Nesse contexto, acaba não ficando claro o sentido inicial da música, composta como um hino de revolta contra toda manipulação de massa. Trazendo novamente o espírito presente em todo musical, ela chama todo o público para se atentar no verdadeiro inimigo, que não são as pessoas com as quais convivemos todos os dias e acabam nos desagradando em algum momento, mas sim aquelas pessoas que possuem um grande poder público.

 

 WAKE ME UP WHEN SEPTEMBER ENDS


Uma das músicas mais famosas da banda se tornou em um dos momentos com maior carga emocional do espetáculo. A música originalmente trata do falecimento do pai de Billie, ocorrido em um 1° de setembro. Após vinte anos de sua morte, seria a primeira vez que o vocalista trataria do assunto em uma de suas músicas. Uma interpretação muito frequente é também a de que a música é dedicada às vítimas do atentado ocorrido em 11 de setembro de 2001.

 

No musical, ela representa o momento de maior ruína dos protagonistas, Johnny e Will. O primeiro, que foi a cidade para achar um destino a sua vida, nunca se encontrou tão perdido, abandonado pela garota de seus sonhos e mergulhado em drogas. O segundo, além do seu estado inicial preso ao seu sofá, acaba perdendo sua namorada e se distanciando de seu filho.

 

 

 HOMECOMING


De uma brincadeira da banda, de criar pequenas músicas de 30 segundos, surgiu Homecoming, a música mais longa de toda a carreira da banda.
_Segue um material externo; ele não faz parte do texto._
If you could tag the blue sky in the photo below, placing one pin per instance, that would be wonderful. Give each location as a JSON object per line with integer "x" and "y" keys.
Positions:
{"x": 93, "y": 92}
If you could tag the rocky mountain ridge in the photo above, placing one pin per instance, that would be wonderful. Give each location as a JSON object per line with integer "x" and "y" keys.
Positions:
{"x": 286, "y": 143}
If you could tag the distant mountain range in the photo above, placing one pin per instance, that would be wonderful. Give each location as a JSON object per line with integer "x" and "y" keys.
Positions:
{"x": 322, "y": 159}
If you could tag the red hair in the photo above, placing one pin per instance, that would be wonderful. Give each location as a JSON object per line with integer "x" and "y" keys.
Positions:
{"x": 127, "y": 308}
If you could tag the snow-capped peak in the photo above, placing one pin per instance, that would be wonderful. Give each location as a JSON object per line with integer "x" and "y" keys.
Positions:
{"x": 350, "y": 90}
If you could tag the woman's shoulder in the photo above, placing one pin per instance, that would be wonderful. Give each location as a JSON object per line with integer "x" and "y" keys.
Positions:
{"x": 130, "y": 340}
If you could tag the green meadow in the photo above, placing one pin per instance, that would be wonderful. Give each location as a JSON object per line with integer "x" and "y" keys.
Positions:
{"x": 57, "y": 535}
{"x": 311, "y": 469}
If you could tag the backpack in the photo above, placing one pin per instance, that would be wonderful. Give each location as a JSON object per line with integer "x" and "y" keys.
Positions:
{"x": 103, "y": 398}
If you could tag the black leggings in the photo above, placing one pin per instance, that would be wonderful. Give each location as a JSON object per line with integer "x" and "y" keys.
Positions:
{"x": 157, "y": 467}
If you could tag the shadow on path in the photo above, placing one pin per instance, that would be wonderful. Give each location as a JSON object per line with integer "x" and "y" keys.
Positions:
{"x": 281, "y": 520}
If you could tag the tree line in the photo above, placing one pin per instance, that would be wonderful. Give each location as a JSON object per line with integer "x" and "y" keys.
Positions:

Mike Dirnt conta que havia composto uma música bem curta sobre seu dia-a-dia, Billie Joe e Tré Cool embarcaram na ideia e decidiram fazer o mesmo.

 

Nisso, os três perceberam uma conexão entre todas aquelas músicas, então decidiram juntar tudo em apenas uma faixa, dando origem ao que os inspirariam a criar um concept álbum. O embrião do disco tinha também a mesma pretensão que Jesus of Suburbia, deixar para as gerações futuras um novo “Bohemian Rapsody”.

 

 

 

DIÁRIO DE JESUS OF SUBURBIA


Junto ao lançamento do álbum conceito, a banda lançou um pequeno livro, escrito em primeira pessoa, onde o próprio Jimmy (que no original seria também a figura do Jesus of Suburbia) narra sua jornada, trazendo a ideia original do que seria a história na perspectiva de Billie, Mike e Tré. As poucas falas presentes no musical, que servem de transição entre as músicas foram todas retiradas de trechos dessas páginas. O livro pode ler lido em português no seguinte aqui.

 

NO BRASIL


Aqui no Brasil, além dos fãs fiéis de Green Day, sempre há um grande público para os rock musicals , como foi possível ver nas montagem brasileiras de ‘We Will Rock You’, ‘Jesus Cristo Superstar’ e muitos outros. De olho nisso, Renata Borges da Fábula Entretenimento comprou os direitos e está produzindo o espetáculo que promete estrear em março de 2017, no Rio de Janeiro, sob direção de Mauro Mendonça Filho.

 

No elenco, já foram confirmado os seguintes nomes: Thiago Fragoso, famoso por seus inúmeros trabalhos na rede Globo e que já protagonizou ao lado de Daniele Winits a montagem brasileira do musical ‘Xanadu’. Lua Blanco foi também confirmada; a atriz tem em seu currículo diversos trabalhos no teatro musical, como ‘Se Eu Fosse Você’ e ‘O Despertar da Primavera’ e ganhou popularidade por sua participação na novela ‘Rebeldes’. Soma-se ao elenco ainda Thais Piza, que depois de diversos musicais, concorreu ao prêmio Bibi Ferreira deste ano pela personagem Oz em ‘We Will Rock You’; Bruno Sigrist, que já participou de musicais como ‘Mudança de Hábito’, ‘Se Eu Fosse Você’, e mais recentemente ‘Cinderella’; Nando Brandão , que participou da montagem de ‘The Book of Mormon’ da UNIRio e, Beto Sargentelli outro veterano dos palcos, tendo atuado mais recentemente em 'Godspell - Em Busca do Amor', 'We Will Rock You', 'Mudança de Hábito' e 'O Rei Leão'.